LR: I didn’t want it to be a big deal; I just wanted to show my support for the community. I was just posting an Instagram story about how I was going to protest in support of Black Lives Matter, and I was just like, you know what, I’m a part of the LGBTQ+ community. I’m bisexual I don’t have a problem saying it. I’m not trying to make the situation about me; I’m showing my support for my community. I juste felt like an organic way to do it, and I didn’t want to it a big deal. There wasn’t really too much thought process that went behind it.
DS: Like you said before, Riverdale was cut on a cliffhanger unexpectedly and now are we going to jump back to where it was or are we going to jump straight into season 5 or do we not know yet?

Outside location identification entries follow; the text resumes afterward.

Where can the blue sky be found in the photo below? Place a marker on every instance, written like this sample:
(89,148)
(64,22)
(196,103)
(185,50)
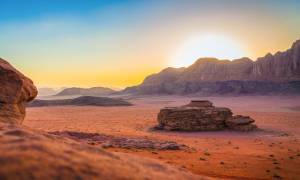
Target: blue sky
(118,43)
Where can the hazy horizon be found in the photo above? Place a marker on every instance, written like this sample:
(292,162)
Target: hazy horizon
(118,43)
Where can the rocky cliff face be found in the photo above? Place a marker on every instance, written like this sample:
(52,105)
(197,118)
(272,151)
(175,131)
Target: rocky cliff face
(29,154)
(278,74)
(15,91)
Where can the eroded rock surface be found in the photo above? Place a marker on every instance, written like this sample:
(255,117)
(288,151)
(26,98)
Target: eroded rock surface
(15,90)
(107,141)
(240,123)
(202,116)
(30,154)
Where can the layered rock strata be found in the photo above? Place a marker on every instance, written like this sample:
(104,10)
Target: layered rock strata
(202,116)
(15,91)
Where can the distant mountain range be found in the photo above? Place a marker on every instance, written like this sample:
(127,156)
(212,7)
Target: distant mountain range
(271,74)
(94,91)
(80,101)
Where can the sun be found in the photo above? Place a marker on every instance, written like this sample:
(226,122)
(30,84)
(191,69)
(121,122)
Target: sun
(208,45)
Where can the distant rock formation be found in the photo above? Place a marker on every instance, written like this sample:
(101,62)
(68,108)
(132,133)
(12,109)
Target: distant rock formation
(80,101)
(272,74)
(15,90)
(31,154)
(202,116)
(94,91)
(47,91)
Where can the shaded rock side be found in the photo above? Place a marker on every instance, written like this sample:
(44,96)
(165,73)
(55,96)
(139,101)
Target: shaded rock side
(240,123)
(15,90)
(108,141)
(202,116)
(29,154)
(193,118)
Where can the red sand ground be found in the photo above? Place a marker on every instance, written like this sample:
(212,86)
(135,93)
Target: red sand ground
(271,152)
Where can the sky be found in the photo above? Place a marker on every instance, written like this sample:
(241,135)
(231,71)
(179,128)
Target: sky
(117,43)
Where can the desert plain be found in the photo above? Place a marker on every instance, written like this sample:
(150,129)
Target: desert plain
(270,152)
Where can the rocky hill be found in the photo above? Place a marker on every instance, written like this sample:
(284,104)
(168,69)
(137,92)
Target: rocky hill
(80,101)
(94,91)
(271,74)
(31,154)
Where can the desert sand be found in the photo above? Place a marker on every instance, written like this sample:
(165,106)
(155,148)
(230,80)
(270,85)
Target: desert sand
(272,151)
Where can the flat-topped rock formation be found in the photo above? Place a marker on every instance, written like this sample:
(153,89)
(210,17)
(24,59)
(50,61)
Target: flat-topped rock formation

LR: No, we have to finish season 4, we have to complete an episode actually! We were in the middle of filming, so we have to finish the episode 6 mnoths later, which is absolutely insane. We have a couple more episodes to finish of that season technically, and then we will basically jump seven years into the future — they’re turning into young adults!
DS: What do you enjoy the most about filming Riverdale because you’ve been on the cast for four years now?

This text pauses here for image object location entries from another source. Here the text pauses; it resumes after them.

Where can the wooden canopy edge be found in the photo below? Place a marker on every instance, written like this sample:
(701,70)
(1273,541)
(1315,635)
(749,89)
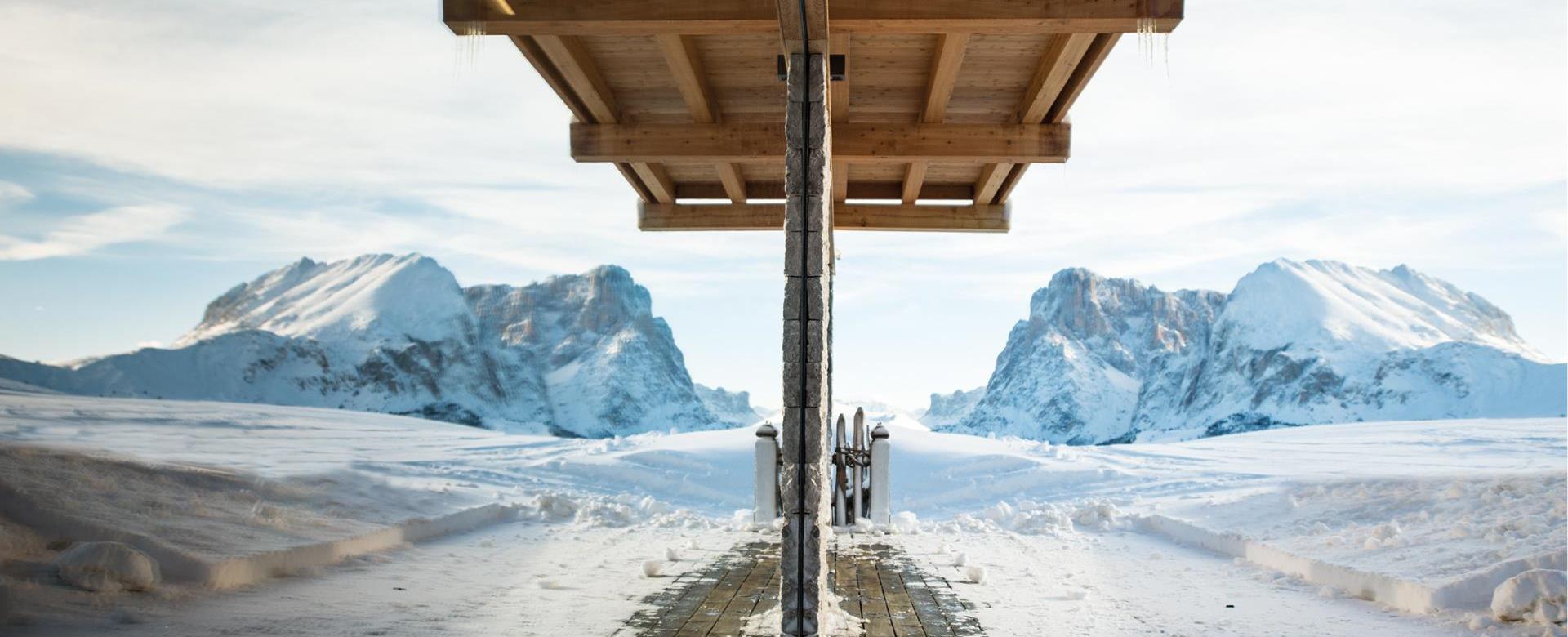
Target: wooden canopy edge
(852,141)
(845,217)
(860,16)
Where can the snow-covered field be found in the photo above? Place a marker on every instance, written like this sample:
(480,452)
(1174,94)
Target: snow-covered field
(1272,532)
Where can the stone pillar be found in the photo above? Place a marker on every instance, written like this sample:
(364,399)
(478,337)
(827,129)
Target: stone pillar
(808,335)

LR: Yeah, it’s been a long time, it’s interesting to see how we’ve all grown and how we’ve all gone on our own different paths, but how we always still come back together and film the show after hiatuses. I love Betty. I really love the character that I play, she’s charming and dear to my heart, and it’s really fun when we can all film togeter, it feels like a party. I’m very grateful to have a job to go back to because I know a lot of people don’t after COVID, so I’m incredibly grateful for that.

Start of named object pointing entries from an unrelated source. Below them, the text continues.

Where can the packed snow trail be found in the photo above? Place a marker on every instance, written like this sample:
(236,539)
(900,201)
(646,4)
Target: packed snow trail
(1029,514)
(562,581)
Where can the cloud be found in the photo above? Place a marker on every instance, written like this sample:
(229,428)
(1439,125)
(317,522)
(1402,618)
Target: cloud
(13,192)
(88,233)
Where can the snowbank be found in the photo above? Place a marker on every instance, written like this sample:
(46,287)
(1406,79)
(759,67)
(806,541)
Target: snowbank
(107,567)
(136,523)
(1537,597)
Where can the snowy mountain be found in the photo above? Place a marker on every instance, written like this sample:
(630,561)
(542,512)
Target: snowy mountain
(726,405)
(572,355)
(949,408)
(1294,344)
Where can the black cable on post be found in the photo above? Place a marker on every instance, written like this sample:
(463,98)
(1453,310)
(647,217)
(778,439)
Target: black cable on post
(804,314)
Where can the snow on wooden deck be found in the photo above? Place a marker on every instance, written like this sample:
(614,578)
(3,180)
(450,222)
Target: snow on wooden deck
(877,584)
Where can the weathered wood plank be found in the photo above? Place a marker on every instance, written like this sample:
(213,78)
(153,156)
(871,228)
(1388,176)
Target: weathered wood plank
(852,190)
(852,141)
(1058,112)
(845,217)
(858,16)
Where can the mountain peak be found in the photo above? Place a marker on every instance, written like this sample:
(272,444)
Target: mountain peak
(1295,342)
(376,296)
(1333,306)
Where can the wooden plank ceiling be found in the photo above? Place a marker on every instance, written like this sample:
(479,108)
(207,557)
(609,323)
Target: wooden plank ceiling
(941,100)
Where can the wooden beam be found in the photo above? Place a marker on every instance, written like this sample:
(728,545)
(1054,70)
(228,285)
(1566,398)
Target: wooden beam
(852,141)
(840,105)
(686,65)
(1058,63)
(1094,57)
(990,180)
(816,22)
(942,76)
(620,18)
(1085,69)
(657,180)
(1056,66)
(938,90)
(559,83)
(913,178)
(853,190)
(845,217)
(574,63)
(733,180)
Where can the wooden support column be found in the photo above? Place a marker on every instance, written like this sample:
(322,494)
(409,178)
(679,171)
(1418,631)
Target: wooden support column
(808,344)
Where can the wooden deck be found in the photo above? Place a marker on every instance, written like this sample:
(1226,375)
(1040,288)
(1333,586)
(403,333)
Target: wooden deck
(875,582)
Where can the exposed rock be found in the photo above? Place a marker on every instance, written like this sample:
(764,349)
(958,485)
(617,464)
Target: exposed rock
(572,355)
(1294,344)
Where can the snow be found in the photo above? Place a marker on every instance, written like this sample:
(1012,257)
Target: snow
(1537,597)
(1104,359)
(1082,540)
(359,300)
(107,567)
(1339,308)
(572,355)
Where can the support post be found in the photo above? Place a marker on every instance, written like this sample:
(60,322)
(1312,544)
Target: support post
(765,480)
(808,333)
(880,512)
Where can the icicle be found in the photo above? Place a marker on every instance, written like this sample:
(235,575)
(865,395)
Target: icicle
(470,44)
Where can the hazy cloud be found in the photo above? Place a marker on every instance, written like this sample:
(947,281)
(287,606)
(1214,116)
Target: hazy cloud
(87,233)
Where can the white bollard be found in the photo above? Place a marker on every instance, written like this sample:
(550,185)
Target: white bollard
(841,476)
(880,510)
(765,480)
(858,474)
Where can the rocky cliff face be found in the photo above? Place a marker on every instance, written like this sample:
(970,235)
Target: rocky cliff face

DS: Honestly, it’s amazing. I just can’t wait to see what’s next for the series and where it’s going to go. Minus Riverdale, you’ve got your poetry book coming out, what else do you have planned for the rest of the year and next?
LR: Well not much because I am going back to work so, to be honest not much! Hopefully hoing to be working as a producer on things and because I really loved producing so much, I want to be a producer on projects that I’m not involved in acting-wise because it’s something that I could do while I’m filming Riverdale. I’m definitely going to be enjoying having a schedule and not sitting around waiting to act. I miss acting; I really do, I miss performing. I miss my job! So I think it’s going to be really lovely to get back into an environment where I’m doing what I love.